Connectivity management focuses on the networks and is about the how of connectivity: How do IoT devices connect across multiple networks? Device management is more about the what: What devices are businesses working with that connect to the network? In the same agriculture example, connectivity management applications scale IoT device connections, improve the speed at which the sensors transfer data and monitor the networks.
IoT connectivity management platforms address specific challenges
Connectivity management builds on device management to overcome the challenges created by increasingly complex IoT connectivity.
Connectivity management platforms can facilitate better network visibility through features that add IoT products to a network in bulk and set specific permissions. Permissions and other security measures are crucial because IoT devices expand the network attack surface. If attackers target the device or connection, the entire enterprise network is at risk. When organizations must add IoT devices in bulk, IT administrators can use configuration features to more easily customize devices' connectivity settings.
High demand for data transfers and connections can cause latency if there isn't enough bandwidth. Latency means organizations must wait longer for data transfers and data analysis to make business decisions.

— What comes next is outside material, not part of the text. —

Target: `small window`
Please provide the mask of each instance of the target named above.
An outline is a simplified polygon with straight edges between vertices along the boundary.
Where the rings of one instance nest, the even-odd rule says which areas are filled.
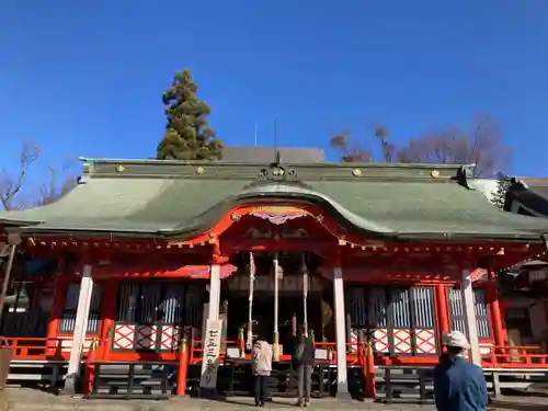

For real-time applications, latency can mean information is already outdated or irrelevant. In industries such as automotive, manufacturing and healthcare, latency can create safety issues or complications.
Connectivity management platforms optimize network efficiency. If a manager sees that devices transfer data at slower rates than expected, they can work with the management system to diagnose and solve the problem. Platform users can set data transfer caps for specific IoT devices or get alerts about unusual data transmission spikes that could indicate cybersecurity breaches in real time.
What makes an effective connectivity management platform?
To get the most from a connectivity management platform, businesses must consider what they need and what features are available.
Organizations must figure out how many networks and carriers and what type of connectivity they need for their IoT deployment. These factors determine which speeds and how much scalability is necessary. If the business works with geographically diverse networks, that's also critical to factor in.
Organizations can consider one central platform for both device and connectivity management or sometimes they may need two separate applications. With more types of IoT devices and more applications in the mix, IoT leaders must confirm interoperability. Easy integration is another factor to consider. IoT connectivity management platforms that integrate seamlessly with other devices indicate thorough development of the application and most likely vendor support for devices that use a variety of protocols.
The platform must be user-friendly and should offer troubleshooting features. Most leading IoT connectivity tools provide a single interface where authorized users can organize, oversee and remotely manage devices. Some platforms offer analytics features to detect threats and alert IT admin.